Social actors "invest" in these depictions; they organise action to defend specific representations, giving them the appearance of stability and producing the dynamics of subordination and oppression. Social change creates competing discourses and, for a time, alternative realities. When change begins, initial states are always uncertain and through iteration over time, produce outcomes. Inevitably, as change is occurring, cracks and slippage exist, providing the basis for strategic intervention. Action is then organised to defend or deny the representation. In the end, structures as well as subjects possess "relative autonomy" while being co-dependent.

===Crime and harmfulness===
Crime and the identification of harm are categories constituted by the discourse but they are, nevertheless, "real" in their consequences. There may be harms of reduction, which occur when a social agent experiences a loss of some quality, and harms of repression, which occur when a social agent experiences a restriction preventing the achievement of a desired end.

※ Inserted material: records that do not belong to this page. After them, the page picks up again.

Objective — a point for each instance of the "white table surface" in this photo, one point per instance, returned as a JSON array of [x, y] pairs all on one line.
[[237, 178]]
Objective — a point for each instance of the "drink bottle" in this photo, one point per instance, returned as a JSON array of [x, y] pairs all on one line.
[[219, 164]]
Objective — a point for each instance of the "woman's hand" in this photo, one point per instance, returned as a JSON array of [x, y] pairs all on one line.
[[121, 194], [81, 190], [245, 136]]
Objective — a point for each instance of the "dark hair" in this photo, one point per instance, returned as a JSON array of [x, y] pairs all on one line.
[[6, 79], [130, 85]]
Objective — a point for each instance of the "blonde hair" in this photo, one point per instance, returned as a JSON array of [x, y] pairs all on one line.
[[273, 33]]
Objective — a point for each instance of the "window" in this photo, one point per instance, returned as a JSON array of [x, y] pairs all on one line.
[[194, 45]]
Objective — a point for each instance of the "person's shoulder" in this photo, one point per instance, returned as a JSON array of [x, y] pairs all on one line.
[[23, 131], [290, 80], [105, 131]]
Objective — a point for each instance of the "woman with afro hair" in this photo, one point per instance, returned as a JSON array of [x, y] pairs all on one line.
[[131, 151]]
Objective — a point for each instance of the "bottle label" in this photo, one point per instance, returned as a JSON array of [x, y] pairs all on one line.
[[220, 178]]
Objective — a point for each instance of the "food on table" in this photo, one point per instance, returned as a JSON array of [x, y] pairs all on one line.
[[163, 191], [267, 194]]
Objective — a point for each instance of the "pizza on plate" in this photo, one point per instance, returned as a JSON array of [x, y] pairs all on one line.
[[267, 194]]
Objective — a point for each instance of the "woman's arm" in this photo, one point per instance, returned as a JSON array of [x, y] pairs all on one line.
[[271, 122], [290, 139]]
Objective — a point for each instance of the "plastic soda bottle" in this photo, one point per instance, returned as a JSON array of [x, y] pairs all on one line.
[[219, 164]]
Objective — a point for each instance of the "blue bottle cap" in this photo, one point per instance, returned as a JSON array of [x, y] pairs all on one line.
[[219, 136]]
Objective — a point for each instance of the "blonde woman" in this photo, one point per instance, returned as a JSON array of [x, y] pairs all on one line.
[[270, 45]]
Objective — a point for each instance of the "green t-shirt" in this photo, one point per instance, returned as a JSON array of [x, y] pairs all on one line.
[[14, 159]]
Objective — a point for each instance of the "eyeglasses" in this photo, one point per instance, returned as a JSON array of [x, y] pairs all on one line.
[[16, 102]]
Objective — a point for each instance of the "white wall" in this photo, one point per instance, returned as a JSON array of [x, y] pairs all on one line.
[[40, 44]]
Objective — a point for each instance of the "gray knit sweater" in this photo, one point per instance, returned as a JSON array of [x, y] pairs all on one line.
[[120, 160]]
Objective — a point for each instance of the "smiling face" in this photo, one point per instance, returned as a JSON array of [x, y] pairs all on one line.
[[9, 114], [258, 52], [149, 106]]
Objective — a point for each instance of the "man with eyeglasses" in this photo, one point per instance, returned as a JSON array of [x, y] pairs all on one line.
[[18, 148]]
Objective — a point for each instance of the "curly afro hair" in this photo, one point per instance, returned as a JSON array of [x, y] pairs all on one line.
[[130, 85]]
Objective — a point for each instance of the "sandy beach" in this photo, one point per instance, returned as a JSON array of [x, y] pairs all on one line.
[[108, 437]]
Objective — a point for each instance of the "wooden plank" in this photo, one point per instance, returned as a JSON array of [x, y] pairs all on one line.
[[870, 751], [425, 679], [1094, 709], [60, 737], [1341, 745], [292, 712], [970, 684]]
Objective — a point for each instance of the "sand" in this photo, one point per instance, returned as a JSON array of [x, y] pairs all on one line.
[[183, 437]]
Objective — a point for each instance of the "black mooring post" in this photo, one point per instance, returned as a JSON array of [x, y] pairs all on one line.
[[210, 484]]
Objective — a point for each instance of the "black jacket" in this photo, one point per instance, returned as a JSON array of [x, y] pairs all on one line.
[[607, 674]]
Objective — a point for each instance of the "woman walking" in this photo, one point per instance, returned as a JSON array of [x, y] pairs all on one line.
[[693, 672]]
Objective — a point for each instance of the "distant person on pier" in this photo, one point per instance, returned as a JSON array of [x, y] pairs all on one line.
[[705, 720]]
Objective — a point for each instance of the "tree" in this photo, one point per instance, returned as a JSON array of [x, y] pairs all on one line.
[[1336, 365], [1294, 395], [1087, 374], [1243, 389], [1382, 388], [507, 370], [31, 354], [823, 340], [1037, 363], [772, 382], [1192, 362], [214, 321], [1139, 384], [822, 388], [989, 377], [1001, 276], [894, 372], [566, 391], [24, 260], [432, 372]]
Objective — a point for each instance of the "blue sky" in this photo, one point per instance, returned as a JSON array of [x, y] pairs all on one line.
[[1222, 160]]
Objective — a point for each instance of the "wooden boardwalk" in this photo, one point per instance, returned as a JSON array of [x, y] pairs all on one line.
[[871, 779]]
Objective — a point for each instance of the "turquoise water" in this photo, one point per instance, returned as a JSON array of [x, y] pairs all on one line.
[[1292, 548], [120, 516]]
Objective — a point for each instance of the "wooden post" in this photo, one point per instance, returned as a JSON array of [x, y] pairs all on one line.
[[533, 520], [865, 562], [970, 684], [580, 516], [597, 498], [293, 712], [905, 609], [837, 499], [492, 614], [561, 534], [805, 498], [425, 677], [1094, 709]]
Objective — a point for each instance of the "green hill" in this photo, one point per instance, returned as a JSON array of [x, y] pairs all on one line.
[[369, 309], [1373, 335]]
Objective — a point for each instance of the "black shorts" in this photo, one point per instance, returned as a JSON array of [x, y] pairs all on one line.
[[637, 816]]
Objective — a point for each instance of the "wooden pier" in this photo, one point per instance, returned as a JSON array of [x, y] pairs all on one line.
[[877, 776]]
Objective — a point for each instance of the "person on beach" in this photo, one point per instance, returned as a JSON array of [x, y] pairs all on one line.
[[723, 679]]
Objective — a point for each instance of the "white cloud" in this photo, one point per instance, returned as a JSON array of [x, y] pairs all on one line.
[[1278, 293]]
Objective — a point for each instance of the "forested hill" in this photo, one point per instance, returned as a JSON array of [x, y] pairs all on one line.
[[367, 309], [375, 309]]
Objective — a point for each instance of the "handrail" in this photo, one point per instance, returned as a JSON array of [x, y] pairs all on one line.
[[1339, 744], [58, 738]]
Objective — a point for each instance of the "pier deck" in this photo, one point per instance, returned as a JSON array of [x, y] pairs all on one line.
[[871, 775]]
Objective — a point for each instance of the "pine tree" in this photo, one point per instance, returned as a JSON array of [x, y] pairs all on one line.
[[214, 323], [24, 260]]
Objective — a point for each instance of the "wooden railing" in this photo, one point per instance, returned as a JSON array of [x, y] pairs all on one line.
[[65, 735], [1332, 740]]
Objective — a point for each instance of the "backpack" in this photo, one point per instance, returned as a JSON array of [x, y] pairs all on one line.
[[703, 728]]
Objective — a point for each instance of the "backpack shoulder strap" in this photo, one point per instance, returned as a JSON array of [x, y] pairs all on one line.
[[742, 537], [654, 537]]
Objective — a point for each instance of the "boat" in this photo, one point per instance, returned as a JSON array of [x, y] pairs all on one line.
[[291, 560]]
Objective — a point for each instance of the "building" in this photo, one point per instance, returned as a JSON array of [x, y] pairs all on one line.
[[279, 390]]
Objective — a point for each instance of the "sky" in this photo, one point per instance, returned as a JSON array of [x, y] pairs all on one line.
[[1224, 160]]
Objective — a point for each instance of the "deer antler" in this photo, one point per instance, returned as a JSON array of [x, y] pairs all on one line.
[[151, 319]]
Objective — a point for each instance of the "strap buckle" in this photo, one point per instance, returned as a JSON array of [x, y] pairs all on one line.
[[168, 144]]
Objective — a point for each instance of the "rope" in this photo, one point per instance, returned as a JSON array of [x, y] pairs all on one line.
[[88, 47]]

Crime is the outcome of an agent's "investment" in constituting a difference which, through the exercise of "disrespecting" power over others, denies their full humanity and, thereby, renders them powerless to constitute their own differences. Far from being confined to "law", in this expanded view, the exercise of power is the genesis of harms of all types and, hence, of crime. Law merely legitimises existing social relations of power.

Crime, then, is a contingent "universality": Victims are numerous but are constituted contingently, relative to historically specifiable relations of power. Power itself is produced and maintained through ideology, through discursive practices. While all humans invest in their respective constructions of reality, some become "excessive investors", conflating socially constructed differences with differential evaluations of worth, reinforcing a social hierarchy while suppressing others' co-production, rendering them silent.